Eds. Note: The San Fernando Valley Sun/El Sol videotaped the forum and have made it available for viewing via our Facebook page.
A candidates forum for two seats on San Fernando’s City Council was held on Thursday, Feb.16, at San Fernando Middle School. The forum, sponsored by the San Fernando Chamber of Commerce was moderated by former Assemblyman Richard Katz.
The seats are currently occupied by Mayor Robert Gonzales and Mayor Pro Tem Joel Fajardo. Both are running for re-election.
A small group representing Residents for a Better San Fernando, held up protest signs prior to the debate to take issue with recent mailings that connect San Fernando City Councilmember Jaime Soto with past council members Maribel De La Torre and Brenda Esqueda, who were responsible for the city’s two sordid sex scandals and responsible for the city’s near bankruptcy.
Residents removed those council members in a recall election in 2012. Residents for a Better San Fernando was first organized by those who fought against the recall.
Protestors accused the San Fernando Police Officers Association of creating the flyers. However, they were distributed on car windshields anonymously.
Residents for a Better San Fernando has endorsed Jason Hayes and Marvin Perez, two candidates relatively new to the city who have not been involved in the city’s politics.
Former Assemblywoman Patty Lopez stood in the middle of the group holding a protest sign that said “Bully,” with a line draw across it. Lopez is currently running for the Los Angeles Unified School District board.
The school auditorium appeared too large a venue for the small number of San Fernando residents who attended the actual forum, and the sound system made it sometimes difficult to hear.
Whether it was the cold weather or threat of rain that kept residents away from the forum, which is likely to be the only one prior to the election on March 7, those residents who attended appeared to be mostly the friends or relatives of a candidate.
Residents noted the format of the forum didn’t allow the audience to openly ask questions, but instead required people to write their questions on cards, which were then selected by Katz.

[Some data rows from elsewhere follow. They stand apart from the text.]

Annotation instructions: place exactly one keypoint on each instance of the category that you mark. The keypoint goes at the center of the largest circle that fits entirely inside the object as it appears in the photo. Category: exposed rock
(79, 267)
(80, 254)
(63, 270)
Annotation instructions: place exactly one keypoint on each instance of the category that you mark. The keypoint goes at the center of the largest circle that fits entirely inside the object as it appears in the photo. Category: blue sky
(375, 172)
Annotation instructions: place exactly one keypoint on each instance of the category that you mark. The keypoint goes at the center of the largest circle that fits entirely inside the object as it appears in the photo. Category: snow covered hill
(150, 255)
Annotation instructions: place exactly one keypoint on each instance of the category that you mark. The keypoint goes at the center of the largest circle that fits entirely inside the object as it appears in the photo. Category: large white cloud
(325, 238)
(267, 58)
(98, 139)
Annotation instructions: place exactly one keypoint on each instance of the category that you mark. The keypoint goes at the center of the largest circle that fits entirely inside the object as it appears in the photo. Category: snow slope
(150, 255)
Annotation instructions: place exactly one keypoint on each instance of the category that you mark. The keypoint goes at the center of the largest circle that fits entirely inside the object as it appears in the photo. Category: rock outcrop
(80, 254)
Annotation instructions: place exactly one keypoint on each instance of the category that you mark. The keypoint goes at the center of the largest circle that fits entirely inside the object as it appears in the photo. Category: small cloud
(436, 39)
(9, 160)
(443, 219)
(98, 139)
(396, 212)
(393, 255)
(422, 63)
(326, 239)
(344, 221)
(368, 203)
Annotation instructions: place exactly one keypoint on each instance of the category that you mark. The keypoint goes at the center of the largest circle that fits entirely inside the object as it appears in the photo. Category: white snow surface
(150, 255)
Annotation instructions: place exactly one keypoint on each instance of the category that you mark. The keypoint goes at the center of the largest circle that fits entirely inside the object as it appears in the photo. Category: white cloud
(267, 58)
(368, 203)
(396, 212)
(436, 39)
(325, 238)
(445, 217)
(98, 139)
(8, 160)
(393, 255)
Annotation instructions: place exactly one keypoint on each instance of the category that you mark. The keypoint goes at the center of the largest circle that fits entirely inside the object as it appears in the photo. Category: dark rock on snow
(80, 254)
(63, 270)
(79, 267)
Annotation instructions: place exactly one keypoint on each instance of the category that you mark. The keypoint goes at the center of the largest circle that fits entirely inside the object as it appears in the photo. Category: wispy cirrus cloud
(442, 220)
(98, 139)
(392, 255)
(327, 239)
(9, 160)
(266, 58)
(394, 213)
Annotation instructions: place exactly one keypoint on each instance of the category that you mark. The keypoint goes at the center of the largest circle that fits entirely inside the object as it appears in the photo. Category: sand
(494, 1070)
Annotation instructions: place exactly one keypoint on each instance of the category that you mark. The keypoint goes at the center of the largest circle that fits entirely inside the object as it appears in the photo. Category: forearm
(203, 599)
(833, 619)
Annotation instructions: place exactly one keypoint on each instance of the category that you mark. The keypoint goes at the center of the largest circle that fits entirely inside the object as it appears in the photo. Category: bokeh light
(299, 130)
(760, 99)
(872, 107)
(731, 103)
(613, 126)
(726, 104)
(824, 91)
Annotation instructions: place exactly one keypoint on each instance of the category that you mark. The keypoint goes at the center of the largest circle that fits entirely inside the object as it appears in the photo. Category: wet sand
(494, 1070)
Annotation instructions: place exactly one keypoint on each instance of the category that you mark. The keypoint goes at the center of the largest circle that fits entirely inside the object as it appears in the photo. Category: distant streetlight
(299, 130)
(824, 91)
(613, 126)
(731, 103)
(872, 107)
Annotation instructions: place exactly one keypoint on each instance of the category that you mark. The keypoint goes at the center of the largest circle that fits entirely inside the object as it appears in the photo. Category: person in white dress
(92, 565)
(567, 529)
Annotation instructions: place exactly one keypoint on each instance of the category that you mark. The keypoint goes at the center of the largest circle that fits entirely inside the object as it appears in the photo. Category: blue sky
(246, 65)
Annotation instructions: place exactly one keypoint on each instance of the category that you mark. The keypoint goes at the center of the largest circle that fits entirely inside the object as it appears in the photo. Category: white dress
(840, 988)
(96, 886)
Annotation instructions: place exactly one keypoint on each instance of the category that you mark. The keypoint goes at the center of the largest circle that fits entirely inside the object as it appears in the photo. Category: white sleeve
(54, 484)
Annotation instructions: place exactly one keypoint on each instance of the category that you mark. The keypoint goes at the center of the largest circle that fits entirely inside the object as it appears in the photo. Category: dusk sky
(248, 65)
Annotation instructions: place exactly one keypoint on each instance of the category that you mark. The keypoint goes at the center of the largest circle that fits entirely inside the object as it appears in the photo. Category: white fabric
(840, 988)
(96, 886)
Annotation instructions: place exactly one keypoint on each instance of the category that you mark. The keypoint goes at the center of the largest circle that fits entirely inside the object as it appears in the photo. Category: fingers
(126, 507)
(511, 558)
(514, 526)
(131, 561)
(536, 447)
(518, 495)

“Do you believe in UFOs” was one of the questions selected by Katz, which caused some initial laughter and later grumbling after the debate.
“Why did he waste our time with that dumb question?” asked Councilmember Sylvia Ballin after the debate. “There are some very serious issues in our community, and he wastes our time with that.”

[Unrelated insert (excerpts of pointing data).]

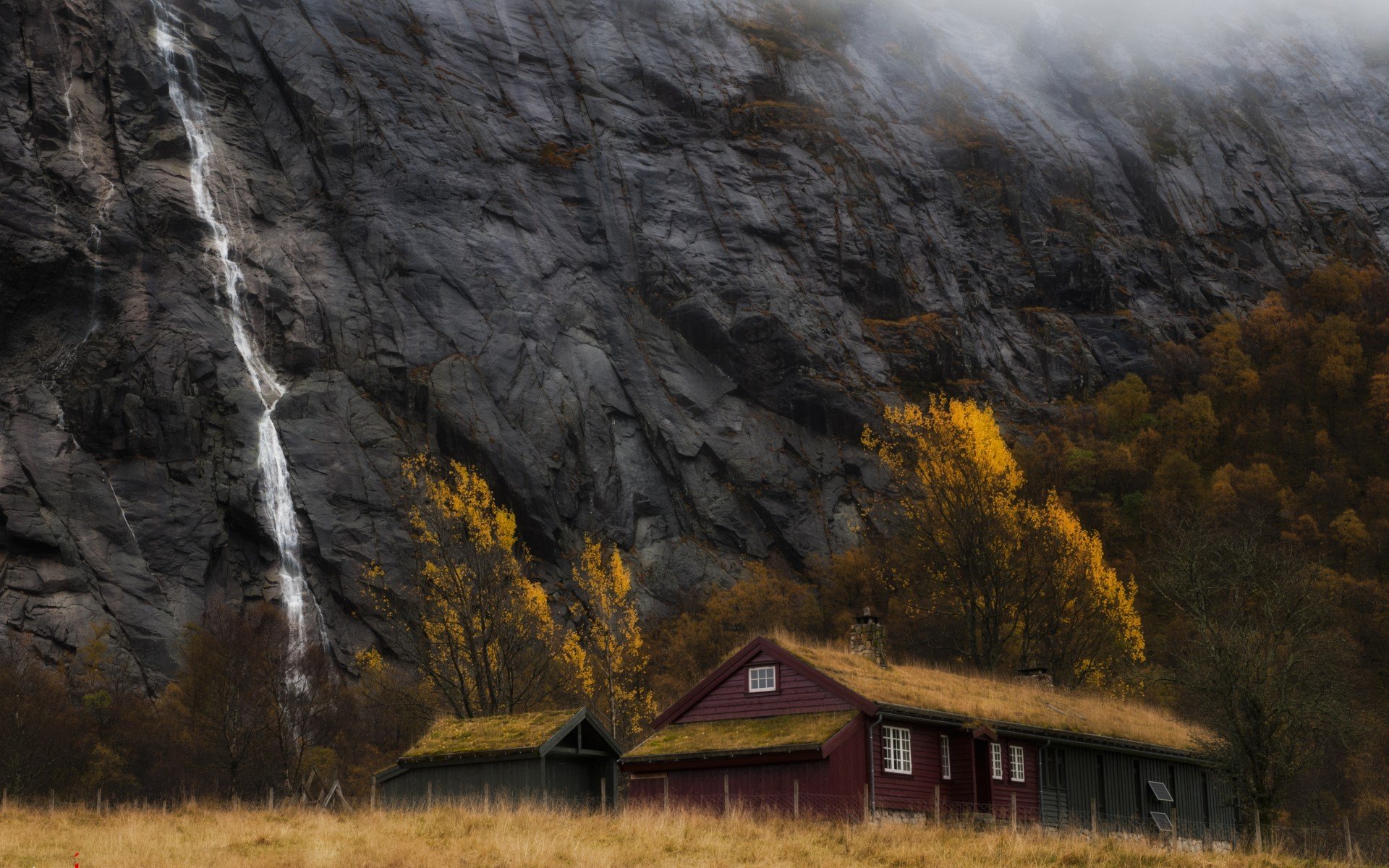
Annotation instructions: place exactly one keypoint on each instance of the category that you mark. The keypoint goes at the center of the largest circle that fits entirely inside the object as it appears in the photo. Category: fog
(1174, 35)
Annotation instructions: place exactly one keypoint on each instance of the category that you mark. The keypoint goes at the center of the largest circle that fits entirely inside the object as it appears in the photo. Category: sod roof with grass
(745, 735)
(996, 700)
(451, 736)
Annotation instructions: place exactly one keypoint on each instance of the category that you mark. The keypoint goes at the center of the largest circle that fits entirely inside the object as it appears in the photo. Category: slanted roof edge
(1088, 739)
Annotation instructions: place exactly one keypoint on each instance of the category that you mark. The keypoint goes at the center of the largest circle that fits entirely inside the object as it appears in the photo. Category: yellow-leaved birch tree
(470, 618)
(606, 647)
(1010, 582)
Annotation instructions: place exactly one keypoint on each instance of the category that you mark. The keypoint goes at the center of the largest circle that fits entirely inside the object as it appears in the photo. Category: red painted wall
(795, 694)
(833, 786)
(916, 792)
(1028, 792)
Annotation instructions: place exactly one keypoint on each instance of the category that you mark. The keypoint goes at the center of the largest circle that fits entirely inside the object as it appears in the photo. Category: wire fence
(1313, 843)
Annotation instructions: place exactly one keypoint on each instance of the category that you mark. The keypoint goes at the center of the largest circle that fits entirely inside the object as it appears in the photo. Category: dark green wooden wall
(1118, 785)
(558, 778)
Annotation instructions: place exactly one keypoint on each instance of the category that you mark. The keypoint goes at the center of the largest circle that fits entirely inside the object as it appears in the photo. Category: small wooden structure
(545, 756)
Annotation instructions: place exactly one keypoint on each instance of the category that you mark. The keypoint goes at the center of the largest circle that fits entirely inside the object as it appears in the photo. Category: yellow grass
(996, 699)
(504, 732)
(745, 733)
(546, 839)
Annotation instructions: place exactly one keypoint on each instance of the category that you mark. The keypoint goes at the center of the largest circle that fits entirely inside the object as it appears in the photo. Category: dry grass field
(538, 838)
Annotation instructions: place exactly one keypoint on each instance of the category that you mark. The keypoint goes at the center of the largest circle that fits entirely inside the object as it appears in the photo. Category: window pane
(762, 678)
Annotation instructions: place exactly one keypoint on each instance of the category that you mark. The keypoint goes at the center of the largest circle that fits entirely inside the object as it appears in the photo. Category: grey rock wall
(650, 264)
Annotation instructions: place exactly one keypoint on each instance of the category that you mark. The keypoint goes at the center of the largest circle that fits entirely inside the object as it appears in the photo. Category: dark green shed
(543, 756)
(1123, 785)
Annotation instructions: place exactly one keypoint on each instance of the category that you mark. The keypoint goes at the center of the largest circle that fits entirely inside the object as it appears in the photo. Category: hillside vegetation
(453, 836)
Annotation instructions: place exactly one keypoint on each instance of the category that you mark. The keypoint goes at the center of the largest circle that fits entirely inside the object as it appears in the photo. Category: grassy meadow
(211, 838)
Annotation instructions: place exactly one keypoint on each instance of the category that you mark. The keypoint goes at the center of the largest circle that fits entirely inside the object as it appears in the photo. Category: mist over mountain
(650, 264)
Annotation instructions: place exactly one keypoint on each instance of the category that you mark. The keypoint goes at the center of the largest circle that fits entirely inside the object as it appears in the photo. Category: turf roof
(744, 735)
(451, 736)
(998, 700)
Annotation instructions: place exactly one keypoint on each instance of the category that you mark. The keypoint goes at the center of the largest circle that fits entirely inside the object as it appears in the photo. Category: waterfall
(187, 95)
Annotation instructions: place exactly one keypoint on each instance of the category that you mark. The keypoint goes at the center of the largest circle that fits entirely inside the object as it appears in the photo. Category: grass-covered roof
(478, 735)
(745, 735)
(999, 700)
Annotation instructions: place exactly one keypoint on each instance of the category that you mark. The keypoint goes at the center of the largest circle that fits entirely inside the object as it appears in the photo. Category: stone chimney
(868, 639)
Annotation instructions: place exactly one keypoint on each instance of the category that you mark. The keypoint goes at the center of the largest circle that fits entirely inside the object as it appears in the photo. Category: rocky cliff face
(650, 264)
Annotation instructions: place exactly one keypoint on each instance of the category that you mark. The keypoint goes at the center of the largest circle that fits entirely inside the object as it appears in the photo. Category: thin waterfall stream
(187, 95)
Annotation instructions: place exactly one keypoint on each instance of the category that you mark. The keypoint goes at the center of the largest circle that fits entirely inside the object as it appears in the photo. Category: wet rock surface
(650, 264)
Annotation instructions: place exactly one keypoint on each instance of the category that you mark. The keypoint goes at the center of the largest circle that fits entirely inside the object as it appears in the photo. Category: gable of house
(734, 697)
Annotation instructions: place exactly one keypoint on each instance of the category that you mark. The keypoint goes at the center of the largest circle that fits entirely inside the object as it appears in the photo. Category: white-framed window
(896, 750)
(762, 679)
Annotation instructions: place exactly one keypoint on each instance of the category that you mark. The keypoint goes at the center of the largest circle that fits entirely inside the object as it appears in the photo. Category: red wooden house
(815, 729)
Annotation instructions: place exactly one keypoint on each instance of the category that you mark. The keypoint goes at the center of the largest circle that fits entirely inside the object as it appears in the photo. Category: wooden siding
(1118, 785)
(914, 792)
(573, 781)
(960, 786)
(1028, 791)
(506, 781)
(795, 694)
(831, 786)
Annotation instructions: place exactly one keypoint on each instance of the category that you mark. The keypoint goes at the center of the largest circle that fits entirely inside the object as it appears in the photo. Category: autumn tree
(606, 647)
(1256, 655)
(469, 617)
(45, 742)
(1006, 578)
(1084, 623)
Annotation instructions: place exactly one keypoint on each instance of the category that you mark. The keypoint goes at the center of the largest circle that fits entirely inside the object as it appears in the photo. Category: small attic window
(762, 679)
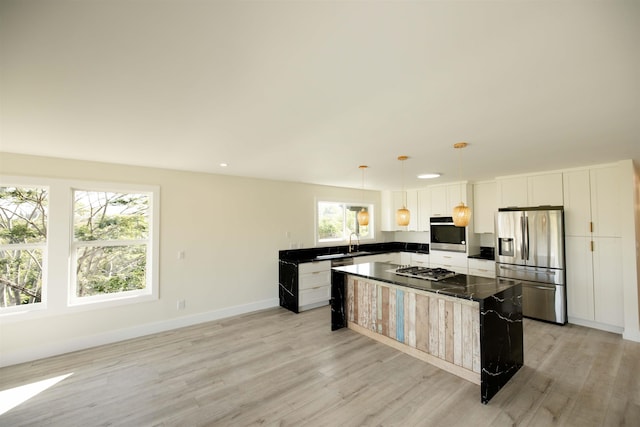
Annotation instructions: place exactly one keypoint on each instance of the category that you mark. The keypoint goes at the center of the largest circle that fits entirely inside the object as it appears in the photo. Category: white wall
(230, 228)
(631, 249)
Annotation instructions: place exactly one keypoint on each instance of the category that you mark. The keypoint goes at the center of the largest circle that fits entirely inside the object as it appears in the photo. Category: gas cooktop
(427, 273)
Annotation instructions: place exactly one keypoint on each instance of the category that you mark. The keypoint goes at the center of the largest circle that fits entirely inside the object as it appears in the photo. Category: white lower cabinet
(314, 284)
(482, 267)
(607, 281)
(594, 281)
(455, 261)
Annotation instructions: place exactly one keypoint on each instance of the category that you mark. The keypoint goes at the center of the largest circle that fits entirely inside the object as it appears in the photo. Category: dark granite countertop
(339, 252)
(460, 286)
(480, 256)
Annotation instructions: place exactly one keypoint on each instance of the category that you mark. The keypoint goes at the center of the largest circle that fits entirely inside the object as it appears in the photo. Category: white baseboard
(596, 325)
(81, 343)
(631, 335)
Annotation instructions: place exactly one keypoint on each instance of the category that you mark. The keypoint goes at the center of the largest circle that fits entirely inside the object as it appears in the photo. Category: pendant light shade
(461, 213)
(403, 216)
(363, 215)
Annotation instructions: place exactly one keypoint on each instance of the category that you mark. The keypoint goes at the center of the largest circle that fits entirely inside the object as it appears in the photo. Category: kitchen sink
(342, 255)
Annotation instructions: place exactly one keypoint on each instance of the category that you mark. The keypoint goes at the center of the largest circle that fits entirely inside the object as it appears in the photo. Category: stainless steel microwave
(445, 236)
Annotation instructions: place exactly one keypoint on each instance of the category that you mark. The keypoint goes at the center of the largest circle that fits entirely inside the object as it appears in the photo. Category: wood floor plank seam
(274, 367)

“Why do we allow an outsider to our community [to moderate] and then makes the decision to pick what questions are important to ask?” said former Councilmember Jose Hernandez.
Tom Ross from the Chamber said that people would have the opportunity following the debate to speak directly to the candidates, and ask their questions at the back of the auditorium.

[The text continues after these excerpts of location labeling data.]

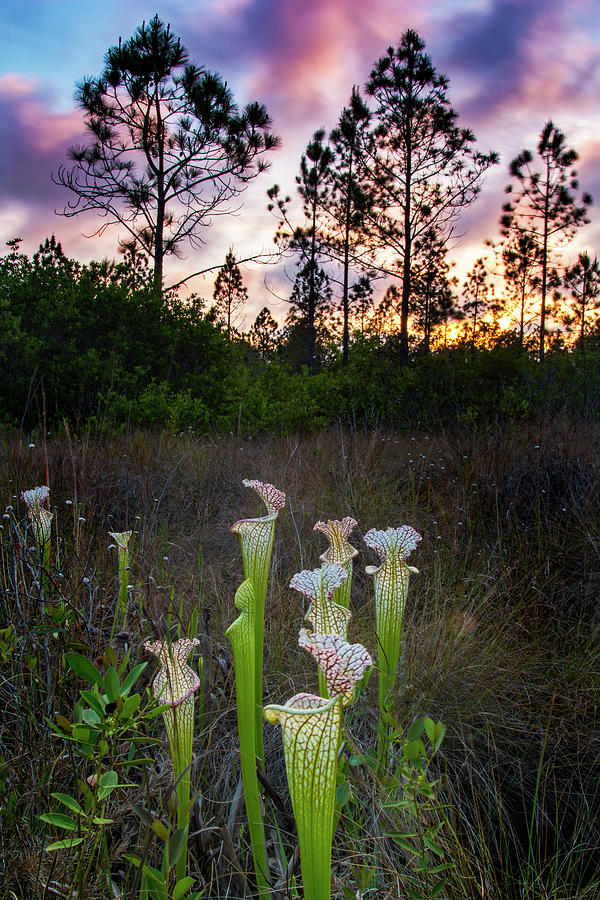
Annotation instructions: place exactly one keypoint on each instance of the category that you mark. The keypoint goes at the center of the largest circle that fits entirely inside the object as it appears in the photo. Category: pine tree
(425, 167)
(229, 295)
(306, 240)
(432, 294)
(545, 206)
(582, 280)
(169, 147)
(351, 197)
(263, 333)
(477, 297)
(522, 260)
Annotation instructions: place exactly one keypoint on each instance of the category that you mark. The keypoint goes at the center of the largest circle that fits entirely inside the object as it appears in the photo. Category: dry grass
(501, 633)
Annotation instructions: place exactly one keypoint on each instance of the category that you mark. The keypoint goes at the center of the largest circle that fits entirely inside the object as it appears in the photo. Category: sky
(512, 65)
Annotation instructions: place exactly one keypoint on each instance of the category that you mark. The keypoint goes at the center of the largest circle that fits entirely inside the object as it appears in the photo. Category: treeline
(377, 200)
(95, 344)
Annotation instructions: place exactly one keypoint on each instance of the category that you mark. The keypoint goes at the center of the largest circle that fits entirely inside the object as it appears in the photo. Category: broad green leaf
(111, 684)
(440, 731)
(413, 749)
(429, 729)
(81, 734)
(415, 730)
(161, 830)
(153, 875)
(342, 795)
(95, 700)
(131, 678)
(130, 706)
(108, 782)
(85, 669)
(91, 717)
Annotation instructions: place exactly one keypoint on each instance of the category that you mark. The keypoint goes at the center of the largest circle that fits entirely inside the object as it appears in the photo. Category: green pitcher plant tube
(121, 539)
(242, 635)
(311, 729)
(391, 578)
(41, 524)
(319, 586)
(324, 614)
(342, 664)
(40, 518)
(256, 542)
(340, 551)
(174, 686)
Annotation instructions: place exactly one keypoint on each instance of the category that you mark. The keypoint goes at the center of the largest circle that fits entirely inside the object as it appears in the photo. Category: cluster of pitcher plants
(110, 713)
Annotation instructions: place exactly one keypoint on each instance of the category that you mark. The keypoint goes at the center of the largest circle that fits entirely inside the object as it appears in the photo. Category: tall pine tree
(545, 205)
(425, 167)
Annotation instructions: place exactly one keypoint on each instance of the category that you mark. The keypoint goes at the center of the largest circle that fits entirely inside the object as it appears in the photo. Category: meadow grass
(501, 644)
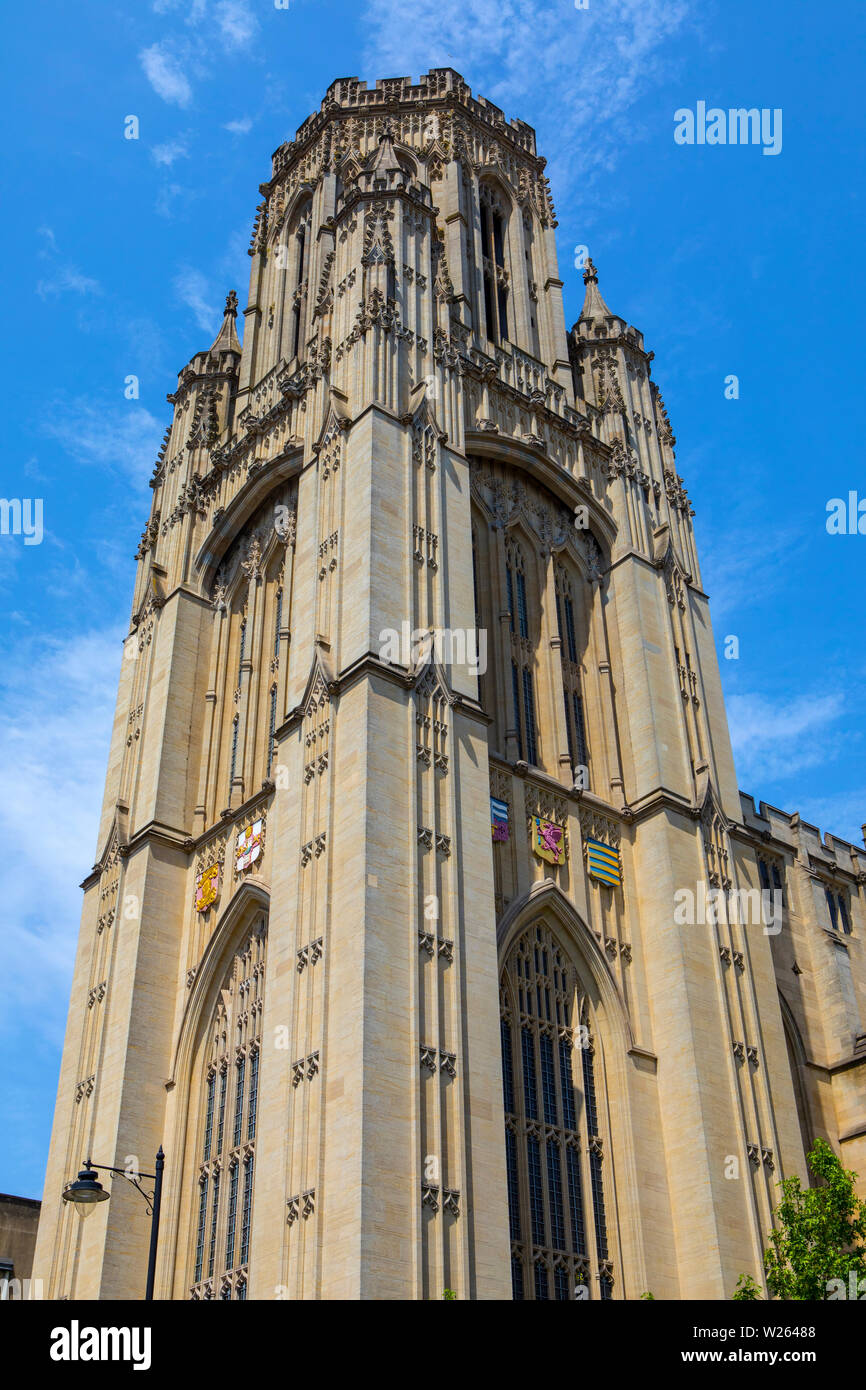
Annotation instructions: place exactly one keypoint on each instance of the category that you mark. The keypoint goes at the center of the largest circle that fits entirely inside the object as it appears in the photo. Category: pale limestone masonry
(366, 1029)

“I take my hat off to anyone who runs for office,” Katz said. “You find out a lot about yourself and learn some things about yourself that you never knew, mostly because they never happened.”
David Govea, a new candidate, described himself as an educator who has been teaching for ten years.
Gilbert Berriozabel delivered his comments bilingually and said he has been a longtime resident in the city, a commissioner with the city and has run for council on three different occasions.
Robert Gonzalez described himself as a fifth-generation resident of San Fernando, and still lives in the house that his grandfather built. He cited his accomplishments as Mayor.
Marvin Perez, said he was “not a politician, but a homeowner who wants to make the city better, and that he is hard working and is committed. People in the audience chuckled when he said, “My 17-year-old marriage is evidence of my commitment.” (sic)
Candidate Jason Hayes described himself as teacher at Monroe High School. He and said he was shocked to see a police officers’ mailer and referenced “bully tactics.” “I feel that they don’t represent our hard working officers in blue,” Hayes said.
Katz opened the forum with a key question: “There has been a lot of discussion about ‘Taking Our City Back’…What are they ‘Taking The City Back’ from?”
“They are influenced by developers, and other interests that are controlling business dealings” said Hayes, making an indirect reference to the current council.
“There are special interests,, I agree with Jason here,” Govea said. “Special interests are taking over.”
The candidates touched on issues relating to the Transit Oriented Development (TOD) and Measure SF, that would take the city treasurer’s position off the ballot and make it an appointed position.
The elephant in the room — whether to build addition affordable housing in San Fernando — was not well addressed. Hayes referenced being a supporter of making the City of San Fernando “a sanctuary city,” but was not supportive of building apartments on First Street connected to the TOD.